The documentary really does not pull any punches. It explains how it manifested (Ranallo lost a very close childhood friend when he was a teenager, which was the trigger), it has interviews with his family members and friends (explaining the times in which he was hospitalised and experiencing manic episodes), and shows how harsh he is on himself after calling a show. There are physical manifestations of what he experiences, which are on display.
These aren’t pleasant to watch, but it does encourage you to reflect on how you can be more empathetic in understanding what people are going through, and the support that they actually want. It’s a way for me to understand the impact that a mental health matter can have for students away from our short meeting. It also makes me reflect on how lucky I was to have not suffered the same thing, in losing a close friend/family member at a time in my life when I was susceptible to developing a serious mental health matter. You also don’t always know what is going on in someone’s life. Social media, for example, can be great for certain things, whether it is to see what your uni friends are up to years after you graduate, or as a way to access information quickly.
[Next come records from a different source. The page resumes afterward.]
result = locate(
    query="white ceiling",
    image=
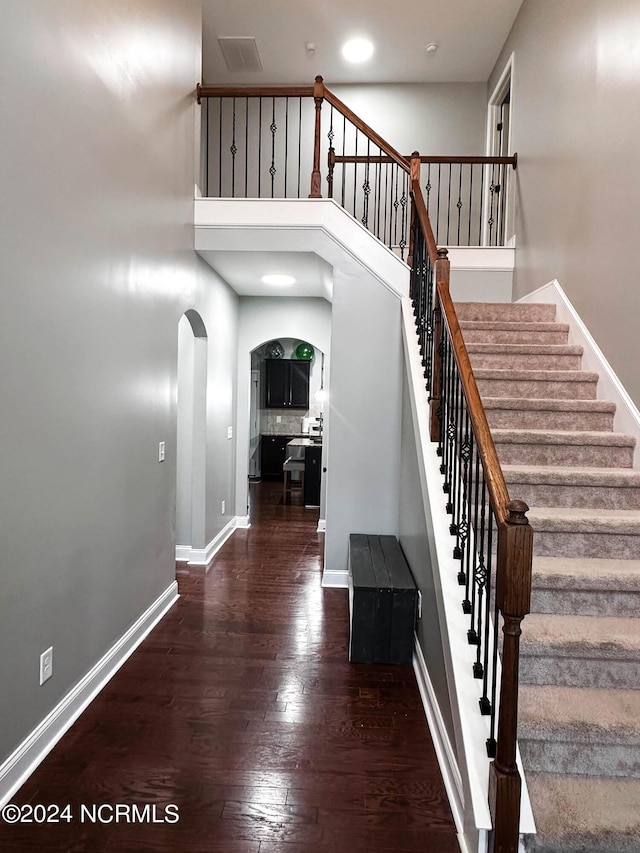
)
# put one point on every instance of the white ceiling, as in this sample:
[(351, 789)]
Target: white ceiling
[(244, 270), (469, 34)]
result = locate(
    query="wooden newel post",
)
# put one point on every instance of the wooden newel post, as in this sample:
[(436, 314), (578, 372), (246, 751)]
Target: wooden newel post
[(316, 178), (513, 598), (441, 274)]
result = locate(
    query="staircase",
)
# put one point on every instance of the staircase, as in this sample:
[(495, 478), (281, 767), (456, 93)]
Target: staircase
[(579, 730)]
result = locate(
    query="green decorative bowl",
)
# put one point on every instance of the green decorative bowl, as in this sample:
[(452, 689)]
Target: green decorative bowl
[(304, 352)]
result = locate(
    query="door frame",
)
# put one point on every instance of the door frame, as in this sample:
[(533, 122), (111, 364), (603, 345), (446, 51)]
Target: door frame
[(502, 87)]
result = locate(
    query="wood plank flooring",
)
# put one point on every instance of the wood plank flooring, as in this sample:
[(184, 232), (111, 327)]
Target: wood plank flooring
[(242, 710)]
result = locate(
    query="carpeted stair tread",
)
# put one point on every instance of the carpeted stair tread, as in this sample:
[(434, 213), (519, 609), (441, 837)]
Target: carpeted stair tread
[(562, 437), (622, 478), (581, 520), (588, 714), (601, 637), (583, 573), (555, 485), (506, 311), (584, 814), (550, 405), (525, 349), (571, 376)]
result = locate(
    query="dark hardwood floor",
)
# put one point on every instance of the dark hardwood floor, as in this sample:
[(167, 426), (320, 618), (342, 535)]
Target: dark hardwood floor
[(242, 710)]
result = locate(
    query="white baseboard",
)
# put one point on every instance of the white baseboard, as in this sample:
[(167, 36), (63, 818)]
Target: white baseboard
[(17, 768), (440, 737), (627, 416), (204, 556), (335, 578)]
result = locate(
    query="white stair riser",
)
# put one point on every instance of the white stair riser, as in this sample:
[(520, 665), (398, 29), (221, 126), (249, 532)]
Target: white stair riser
[(602, 673), (589, 497), (616, 546), (506, 312), (515, 336), (532, 419), (573, 455), (513, 361), (586, 602), (583, 759), (538, 388)]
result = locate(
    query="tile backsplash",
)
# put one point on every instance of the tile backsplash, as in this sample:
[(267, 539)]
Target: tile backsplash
[(291, 422)]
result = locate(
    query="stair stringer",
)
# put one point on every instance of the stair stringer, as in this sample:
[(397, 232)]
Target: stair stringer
[(464, 765), (627, 417)]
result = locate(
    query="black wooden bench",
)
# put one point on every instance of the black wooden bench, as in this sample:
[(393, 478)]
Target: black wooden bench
[(383, 601)]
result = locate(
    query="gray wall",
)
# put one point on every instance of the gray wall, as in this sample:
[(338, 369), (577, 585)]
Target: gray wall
[(96, 234), (412, 533), (432, 118), (576, 126)]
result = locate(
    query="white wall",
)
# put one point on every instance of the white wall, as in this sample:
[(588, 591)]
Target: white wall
[(575, 126), (97, 262)]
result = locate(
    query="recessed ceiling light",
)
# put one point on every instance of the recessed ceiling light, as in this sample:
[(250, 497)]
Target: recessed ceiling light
[(278, 280), (357, 50)]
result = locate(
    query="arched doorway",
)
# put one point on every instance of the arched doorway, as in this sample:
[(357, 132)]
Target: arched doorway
[(191, 446)]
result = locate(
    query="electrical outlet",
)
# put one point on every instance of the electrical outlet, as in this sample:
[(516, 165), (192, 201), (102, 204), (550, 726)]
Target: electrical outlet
[(46, 665)]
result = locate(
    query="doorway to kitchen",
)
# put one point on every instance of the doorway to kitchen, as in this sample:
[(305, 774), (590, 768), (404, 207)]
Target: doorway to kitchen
[(287, 423)]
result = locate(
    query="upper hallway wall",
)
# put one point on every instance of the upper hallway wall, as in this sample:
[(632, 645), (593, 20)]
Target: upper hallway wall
[(97, 261), (575, 126), (432, 118)]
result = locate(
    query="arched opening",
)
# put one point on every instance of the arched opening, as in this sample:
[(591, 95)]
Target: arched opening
[(191, 447)]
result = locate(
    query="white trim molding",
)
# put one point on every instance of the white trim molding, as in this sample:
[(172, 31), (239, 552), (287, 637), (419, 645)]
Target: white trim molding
[(204, 556), (17, 768), (335, 578), (441, 742)]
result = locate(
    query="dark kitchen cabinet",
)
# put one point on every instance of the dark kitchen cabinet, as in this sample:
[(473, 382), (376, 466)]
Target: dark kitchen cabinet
[(287, 383), (273, 450)]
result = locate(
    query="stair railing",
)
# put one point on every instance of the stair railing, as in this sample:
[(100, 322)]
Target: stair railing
[(257, 144), (254, 144), (493, 541)]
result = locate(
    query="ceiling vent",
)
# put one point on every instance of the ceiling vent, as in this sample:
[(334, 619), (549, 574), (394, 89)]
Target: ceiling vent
[(240, 54)]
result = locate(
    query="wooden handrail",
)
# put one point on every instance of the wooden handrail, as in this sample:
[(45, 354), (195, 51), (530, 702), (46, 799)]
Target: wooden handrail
[(363, 127), (512, 160), (496, 484), (204, 91)]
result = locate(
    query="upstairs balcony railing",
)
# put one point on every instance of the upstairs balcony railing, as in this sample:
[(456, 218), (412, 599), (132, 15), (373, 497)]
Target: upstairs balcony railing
[(256, 145), (265, 142)]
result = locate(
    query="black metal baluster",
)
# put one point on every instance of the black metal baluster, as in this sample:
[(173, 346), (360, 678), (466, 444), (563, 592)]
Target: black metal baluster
[(491, 742), (470, 201), (470, 579), (286, 143), (220, 153), (404, 206), (480, 578), (459, 202), (233, 148), (246, 148), (273, 128), (449, 204), (259, 147), (207, 154), (366, 188)]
However, without meaning to entirely delve into a ‘be kind’ debate, it does prompt you to think about how others react to your words/posts (there’s a point at which he reads through Twitter after a show).
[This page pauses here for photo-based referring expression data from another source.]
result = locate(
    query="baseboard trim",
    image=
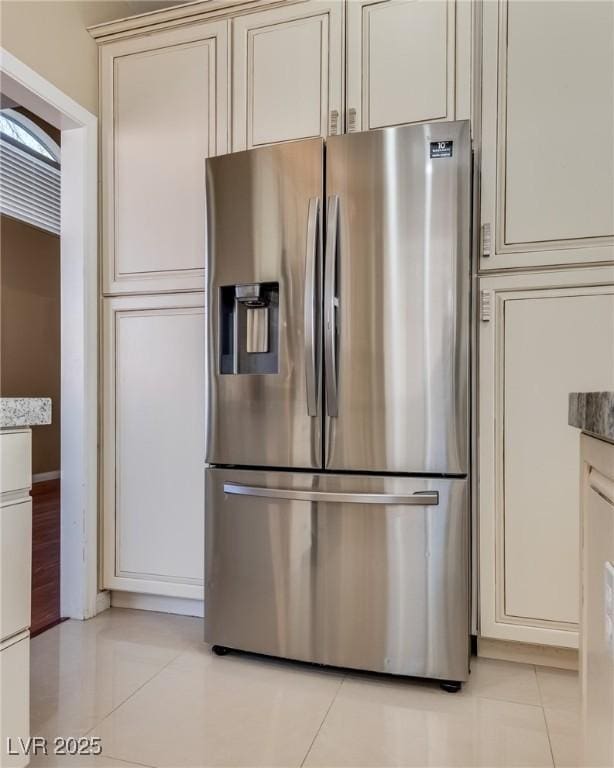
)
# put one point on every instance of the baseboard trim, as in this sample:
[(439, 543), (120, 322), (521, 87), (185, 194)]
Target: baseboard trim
[(43, 477), (528, 653), (103, 601), (182, 606)]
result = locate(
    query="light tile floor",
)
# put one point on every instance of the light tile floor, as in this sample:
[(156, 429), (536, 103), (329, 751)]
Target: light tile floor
[(156, 695)]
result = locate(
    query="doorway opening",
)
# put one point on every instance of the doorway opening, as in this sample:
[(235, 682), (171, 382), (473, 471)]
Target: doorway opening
[(30, 358), (74, 131)]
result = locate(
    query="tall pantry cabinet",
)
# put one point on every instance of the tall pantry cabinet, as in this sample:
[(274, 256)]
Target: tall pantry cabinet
[(164, 110), (178, 86), (546, 301)]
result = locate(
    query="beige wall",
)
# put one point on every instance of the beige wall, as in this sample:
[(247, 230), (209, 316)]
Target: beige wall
[(30, 327), (51, 38)]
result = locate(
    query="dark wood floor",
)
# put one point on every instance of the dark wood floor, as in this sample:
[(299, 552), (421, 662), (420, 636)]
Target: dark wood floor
[(45, 555)]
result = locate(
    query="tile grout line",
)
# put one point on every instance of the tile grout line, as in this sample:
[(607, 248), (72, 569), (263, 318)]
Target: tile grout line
[(121, 704), (317, 733), (543, 708)]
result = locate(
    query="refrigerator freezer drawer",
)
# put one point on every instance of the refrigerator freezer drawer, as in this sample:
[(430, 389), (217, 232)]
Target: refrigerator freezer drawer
[(352, 571)]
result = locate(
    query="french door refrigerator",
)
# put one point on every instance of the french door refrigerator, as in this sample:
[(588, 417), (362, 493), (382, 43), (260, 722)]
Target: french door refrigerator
[(337, 515)]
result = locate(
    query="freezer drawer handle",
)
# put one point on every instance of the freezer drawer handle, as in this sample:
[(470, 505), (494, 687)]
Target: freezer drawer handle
[(420, 498), (330, 306), (311, 331)]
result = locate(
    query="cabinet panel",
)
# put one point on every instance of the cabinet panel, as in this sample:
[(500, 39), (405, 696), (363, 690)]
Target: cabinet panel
[(287, 74), (164, 104), (548, 132), (401, 62), (15, 460), (154, 444), (548, 335)]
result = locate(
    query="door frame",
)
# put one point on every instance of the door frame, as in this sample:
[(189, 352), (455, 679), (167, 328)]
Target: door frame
[(79, 330)]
Equally, though, one of the things which I took from the documentary is that Ranallo, at his best, is able to channel the energy and passion that he has for the sport in a way which people enjoy. It’s a double edged sword – it does impact his life, but it’s the thing that makes him good/makes him stick out from the pack. He does still live with bipolar disorder, and makes no secret of that, but it doesn’t defeat him, and he is incredibly successful, in part because of the impact it has on his life, not in spite of it.
It's not an easy watch, but I'm glad I have seen it. Aside from anything else, his back story is really interesting, but his honesty and candour, on display in this documentary, is especially admirable.